Il était temps que la saga se termine ! par rapport au premier qui étonne, qui scotche, qui amène de la nouveauté, ce quatrième opus est lent, sans aucune originalité, n'apporte rien de plus... à vous de voir !
Bon film dans la lignée des précédents mais des doublages qui peuvent décevoir. A voir en VO. Les images sont belles mais le scénario n'a pas grand intérêt et est très similaire aux précédents, une petite louloute qui doit absolument être sauvée, un sur homme motivé par l'amour, une relation qui frise le comique. et le film est très (trop?) long.

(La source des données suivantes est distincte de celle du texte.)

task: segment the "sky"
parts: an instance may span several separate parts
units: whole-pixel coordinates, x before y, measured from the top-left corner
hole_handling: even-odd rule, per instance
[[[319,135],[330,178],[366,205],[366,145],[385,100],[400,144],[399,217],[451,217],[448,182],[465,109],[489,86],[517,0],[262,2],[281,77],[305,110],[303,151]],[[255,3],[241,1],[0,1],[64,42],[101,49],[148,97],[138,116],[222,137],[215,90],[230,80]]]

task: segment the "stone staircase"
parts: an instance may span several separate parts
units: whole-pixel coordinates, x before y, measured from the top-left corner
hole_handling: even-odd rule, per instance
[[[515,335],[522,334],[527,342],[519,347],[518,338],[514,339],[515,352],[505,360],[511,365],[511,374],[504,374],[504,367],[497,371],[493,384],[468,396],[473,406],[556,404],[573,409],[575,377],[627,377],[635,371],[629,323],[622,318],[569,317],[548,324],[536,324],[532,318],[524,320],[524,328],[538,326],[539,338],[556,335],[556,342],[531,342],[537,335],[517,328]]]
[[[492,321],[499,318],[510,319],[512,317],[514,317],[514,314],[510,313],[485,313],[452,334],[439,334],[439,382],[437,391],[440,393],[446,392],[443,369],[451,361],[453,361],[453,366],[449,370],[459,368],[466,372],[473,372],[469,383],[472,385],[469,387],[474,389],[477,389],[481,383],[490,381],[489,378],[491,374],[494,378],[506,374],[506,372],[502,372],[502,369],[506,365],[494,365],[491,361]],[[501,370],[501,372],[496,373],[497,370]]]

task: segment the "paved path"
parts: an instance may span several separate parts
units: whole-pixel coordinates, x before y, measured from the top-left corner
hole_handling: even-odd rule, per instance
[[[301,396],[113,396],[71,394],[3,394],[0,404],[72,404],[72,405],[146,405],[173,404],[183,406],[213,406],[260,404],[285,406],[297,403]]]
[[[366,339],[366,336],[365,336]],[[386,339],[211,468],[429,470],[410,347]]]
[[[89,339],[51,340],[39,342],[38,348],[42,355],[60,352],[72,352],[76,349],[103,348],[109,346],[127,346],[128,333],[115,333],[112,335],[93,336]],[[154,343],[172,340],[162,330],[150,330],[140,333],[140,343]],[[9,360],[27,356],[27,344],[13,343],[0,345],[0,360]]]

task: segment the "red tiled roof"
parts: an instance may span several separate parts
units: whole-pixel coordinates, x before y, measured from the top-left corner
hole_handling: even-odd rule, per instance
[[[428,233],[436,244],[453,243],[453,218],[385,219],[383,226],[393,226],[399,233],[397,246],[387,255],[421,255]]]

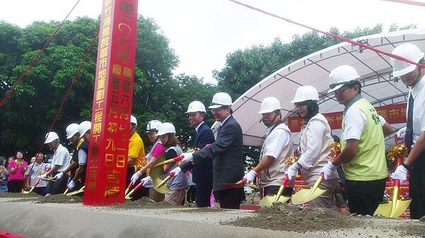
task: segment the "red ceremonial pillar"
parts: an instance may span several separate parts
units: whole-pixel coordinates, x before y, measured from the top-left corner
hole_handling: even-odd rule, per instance
[[[138,0],[103,0],[84,205],[124,203]]]

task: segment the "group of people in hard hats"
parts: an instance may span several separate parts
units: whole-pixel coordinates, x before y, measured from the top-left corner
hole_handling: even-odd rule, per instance
[[[424,53],[416,46],[406,43],[396,47],[392,54],[419,64],[415,65],[402,59],[391,59],[393,76],[400,78],[410,90],[407,126],[397,131],[398,137],[405,140],[409,153],[390,177],[402,183],[409,174],[409,195],[412,198],[410,214],[412,218],[420,218],[425,215]],[[297,90],[291,101],[296,113],[305,121],[299,141],[296,143],[300,153],[299,160],[287,167],[285,160],[293,154],[291,131],[282,121],[279,100],[267,97],[263,100],[259,112],[266,126],[266,134],[260,161],[244,174],[242,131],[232,116],[232,98],[226,93],[218,93],[208,107],[216,120],[213,126],[204,121],[207,111],[201,102],[191,102],[186,112],[195,131],[193,144],[197,149],[194,153],[183,153],[172,124],[154,120],[147,124],[146,131],[153,146],[144,155],[143,142],[135,131],[137,120],[132,116],[128,184],[142,182],[144,189],[141,189],[140,196],[179,205],[188,187],[186,172],[191,169],[193,181],[196,184],[196,202],[198,207],[211,206],[210,197],[213,191],[221,208],[237,209],[243,189],[224,186],[223,184],[244,179],[243,181],[248,184],[259,177],[264,195],[276,195],[287,177],[283,194],[290,196],[293,191],[295,176],[300,172],[308,186],[312,186],[319,177],[324,179],[320,186],[327,191],[310,203],[330,208],[339,179],[336,168],[341,165],[345,174],[350,212],[373,215],[382,201],[388,176],[384,136],[392,133],[393,129],[363,97],[360,78],[356,70],[348,65],[338,66],[329,73],[328,93],[333,93],[336,100],[345,107],[341,151],[334,157],[331,157],[329,148],[334,141],[331,128],[327,119],[319,112],[319,93],[314,87],[304,85]],[[90,121],[71,124],[67,128],[67,138],[74,145],[76,151],[71,161],[68,150],[60,144],[57,134],[47,133],[45,143],[55,153],[50,169],[38,178],[45,179],[51,175],[56,182],[49,183],[46,194],[55,194],[63,192],[67,187],[74,189],[84,186],[89,133]],[[165,160],[183,157],[181,166],[176,162],[164,167],[165,176],[172,177],[166,182],[170,191],[165,195],[152,189],[152,179],[149,175],[149,169],[163,153]],[[18,169],[21,165],[18,158],[16,161],[14,169]],[[28,169],[25,163],[22,165],[21,170]],[[135,167],[140,169],[135,171]],[[68,172],[71,174],[69,183]]]
[[[392,54],[413,62],[424,62],[424,53],[412,44],[400,45]],[[410,215],[419,219],[425,215],[425,66],[392,58],[391,64],[393,76],[400,78],[410,91],[407,124],[397,131],[399,138],[405,138],[409,153],[390,177],[402,183],[409,173],[409,195],[412,198]],[[317,90],[310,85],[297,90],[291,102],[305,124],[298,142],[300,157],[288,168],[284,160],[292,154],[290,131],[280,121],[280,102],[276,97],[266,97],[259,113],[266,126],[266,138],[259,163],[244,177],[246,184],[261,174],[259,185],[264,188],[264,194],[276,195],[284,177],[288,177],[283,194],[290,195],[298,172],[310,187],[322,176],[324,180],[320,186],[327,191],[310,203],[330,208],[339,179],[336,168],[341,165],[350,213],[373,215],[382,201],[388,177],[384,136],[392,133],[393,129],[362,97],[360,78],[356,70],[348,65],[338,66],[329,73],[328,93],[333,93],[338,102],[345,107],[341,151],[332,158],[329,148],[334,141],[328,121],[319,112]]]

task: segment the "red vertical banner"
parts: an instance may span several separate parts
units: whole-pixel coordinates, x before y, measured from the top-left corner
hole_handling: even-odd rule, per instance
[[[138,0],[103,0],[84,205],[124,203]]]

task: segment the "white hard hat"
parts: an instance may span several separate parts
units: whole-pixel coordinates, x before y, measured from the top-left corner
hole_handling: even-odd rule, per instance
[[[70,139],[78,132],[78,124],[76,123],[69,124],[65,131],[67,131],[67,138]]]
[[[319,93],[314,87],[310,85],[301,86],[297,89],[294,100],[290,102],[301,102],[307,100],[319,101]]]
[[[392,51],[392,54],[398,55],[416,63],[419,63],[421,59],[424,57],[424,52],[421,52],[418,47],[410,43],[400,44],[395,47]],[[394,58],[391,58],[390,60],[392,66],[392,76],[394,77],[402,76],[413,71],[416,67],[414,64],[402,61]]]
[[[158,129],[162,124],[162,123],[158,120],[150,121],[147,123],[147,125],[146,125],[146,133],[158,131]]]
[[[157,136],[165,135],[167,133],[176,133],[176,128],[169,122],[164,122],[159,126]]]
[[[329,73],[329,90],[334,92],[339,89],[344,84],[354,83],[358,81],[360,76],[356,69],[349,65],[341,65],[335,68]]]
[[[78,126],[78,131],[81,136],[83,136],[87,131],[90,130],[91,127],[91,122],[89,121],[84,121]]]
[[[136,124],[136,126],[137,125],[137,119],[135,116],[131,115],[131,117],[130,117],[130,123],[135,124]]]
[[[46,141],[45,141],[45,144],[50,143],[56,139],[59,139],[59,136],[56,133],[56,132],[50,131],[46,134]]]
[[[261,107],[260,108],[259,114],[271,112],[281,109],[280,102],[277,98],[274,97],[268,97],[264,98],[263,102],[261,102]]]
[[[226,93],[217,93],[212,97],[212,100],[208,108],[219,108],[222,106],[232,106],[232,97]]]
[[[199,101],[193,101],[191,102],[186,113],[196,112],[207,112],[207,110],[205,110],[205,106],[204,106],[203,103]]]

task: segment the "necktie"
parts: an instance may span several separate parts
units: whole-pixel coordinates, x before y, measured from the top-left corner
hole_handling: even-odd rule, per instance
[[[406,125],[406,145],[410,151],[412,145],[413,144],[413,97],[412,93],[409,97],[409,107],[407,109],[407,124]]]

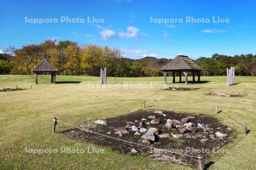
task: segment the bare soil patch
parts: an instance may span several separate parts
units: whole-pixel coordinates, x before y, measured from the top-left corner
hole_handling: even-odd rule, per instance
[[[151,124],[152,118],[149,116],[155,117],[155,119],[159,119],[159,123],[156,124]],[[179,124],[179,121],[181,120],[184,121],[184,118],[187,118],[187,124],[192,124],[191,126],[184,124],[184,121]],[[185,154],[189,155],[197,156],[198,152],[192,149],[200,149],[201,151],[208,150],[211,151],[214,147],[222,144],[226,141],[228,141],[233,137],[233,131],[227,126],[221,124],[217,118],[205,114],[187,114],[177,113],[172,111],[166,111],[160,110],[141,110],[135,112],[130,113],[124,116],[110,118],[104,121],[107,122],[106,125],[95,124],[94,122],[84,123],[77,126],[84,129],[88,129],[94,132],[114,138],[133,142],[136,143],[142,144],[142,136],[145,133],[139,131],[141,135],[134,135],[135,131],[133,131],[130,126],[135,126],[140,129],[142,119],[144,118],[143,122],[144,128],[147,130],[150,128],[156,128],[158,130],[158,133],[155,134],[155,140],[150,141],[150,147],[164,149],[168,151],[174,151]],[[177,122],[172,128],[168,129],[166,128],[166,123],[168,119],[176,121]],[[182,122],[182,121],[181,121]],[[204,125],[204,128],[200,128],[199,125]],[[117,133],[115,133],[116,128],[125,127],[129,133],[122,134],[120,137]],[[191,128],[195,127],[196,131],[191,133],[189,129],[187,129],[184,132],[180,132],[182,128]],[[220,132],[226,135],[225,137],[218,137],[215,133]],[[114,139],[101,136],[97,134],[86,132],[80,129],[73,129],[63,131],[64,134],[68,135],[72,139],[78,139],[82,141],[92,142],[94,144],[109,147],[114,151],[117,151],[120,153],[128,155],[139,154],[142,156],[149,156],[159,161],[171,160],[174,163],[188,165],[192,167],[197,166],[197,159],[177,154],[171,154],[168,152],[163,152],[156,151],[153,149],[146,146],[137,146],[134,144],[126,143]],[[161,135],[164,134],[168,136],[165,138],[160,138]],[[169,136],[170,135],[170,136]],[[174,137],[176,135],[182,135],[178,138]],[[226,143],[228,143],[226,142]],[[188,152],[188,148],[191,150]],[[132,153],[131,150],[135,149],[138,153]],[[207,155],[207,152],[201,153],[201,155]],[[204,158],[207,159],[208,157]]]

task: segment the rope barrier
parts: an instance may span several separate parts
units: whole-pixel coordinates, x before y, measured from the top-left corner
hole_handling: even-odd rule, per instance
[[[60,121],[59,120],[57,120],[56,121],[59,122],[60,123],[63,124],[64,125],[72,126],[73,128],[79,129],[80,130],[84,130],[84,131],[91,133],[96,134],[97,134],[97,135],[101,135],[101,136],[103,136],[103,137],[106,137],[106,138],[111,138],[111,139],[120,141],[122,141],[122,142],[131,143],[131,144],[135,144],[135,145],[141,146],[143,146],[143,147],[148,147],[148,148],[152,148],[152,149],[156,149],[156,150],[161,150],[161,151],[163,151],[164,152],[170,152],[170,153],[171,153],[171,154],[177,154],[177,155],[183,155],[183,156],[189,156],[189,157],[195,158],[197,158],[197,159],[198,158],[200,158],[200,159],[202,158],[199,157],[199,156],[192,156],[192,155],[187,155],[187,154],[178,153],[178,152],[172,152],[172,151],[168,151],[168,150],[165,150],[161,149],[161,148],[156,148],[156,147],[151,147],[151,146],[146,146],[146,145],[144,145],[144,144],[142,144],[137,143],[135,143],[135,142],[130,142],[130,141],[125,141],[125,140],[118,139],[118,138],[117,138],[110,137],[110,136],[108,136],[108,135],[104,135],[104,134],[100,134],[100,133],[97,133],[97,132],[94,132],[94,131],[91,131],[91,130],[89,130],[84,129],[82,129],[82,128],[76,126],[73,126],[72,125],[71,125],[71,124],[67,124],[67,123],[65,123],[65,122]]]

Je ne m'attendais à : ni une bouse, ni un chef-d’œuvre. Le seul véritable Transformers que je considère de "très mauvaise qualité" est le second opus. Or, le troisième est conçu de manière potable, voire correct. Et ce quatrième opus se trouve au même niveau, sachant que Michael Bay s'est enfin décidé à innover en changeant de protagoniste. Mais voilà, le film n'est pas spécialement bon pour des défauts qui précédaient déjà bien avant. Je parle en premier lieu du stéréotype teenager à gogo. Est-ce qu'une jeune fille mineure a forcément besoin de s'habiller de manière ultra provocatrice ? Si oui, POURQUOI ? (à part attirer la meute de chiens assoiffés). Je note aussi les clichés encore et toujours présents (bon Dieu, ça devient lourd de savoir à l'avance qui va gagner et qui va perdre). Et dernier défaut : la durée du film. Je n'ai rien contre un film de longue durée, mais quel intérêt si c'est pour nous balancer un cliffhanger afin de nous signaler qu'on n'a pas avancé d'un poil ? À quoi bon voir une suite si c'est pour savoir à l'avance que la saga ne se terminera jamais ? Cela ne sert à rien... Transformers : l'âge de l'extinction parvient toutefois à remplir son contrat de la manière la plus facile et la plus formater (mais cela a toujours été une habitude chez Hollywood)
Je n'avais vu que le premier film de la série (et encore pas en salle), et je n'avais pas du tout accroché (Shia Labeouf est tout de même très mauvais). Donc aucune envie de voir les deux suivants. Mais on m'avait dit du bien de celui-ci, j'ai donc tenté un rattrapage. Rien de nouveau sous le soleil, on est toujours devant un festival de robots pas beaux et de pyrotechnie. C'est certes techniquement bien fait. On voit où est passé le budget, et tout cas pas dans le scénario ou les dialogues consternants. Et pour faire court, Michael Bay n'a sans doute jamais été aussi bourrin. Et c'est long, long... Vraiment très mauvais. Bref, on ne m'y reprendra plus.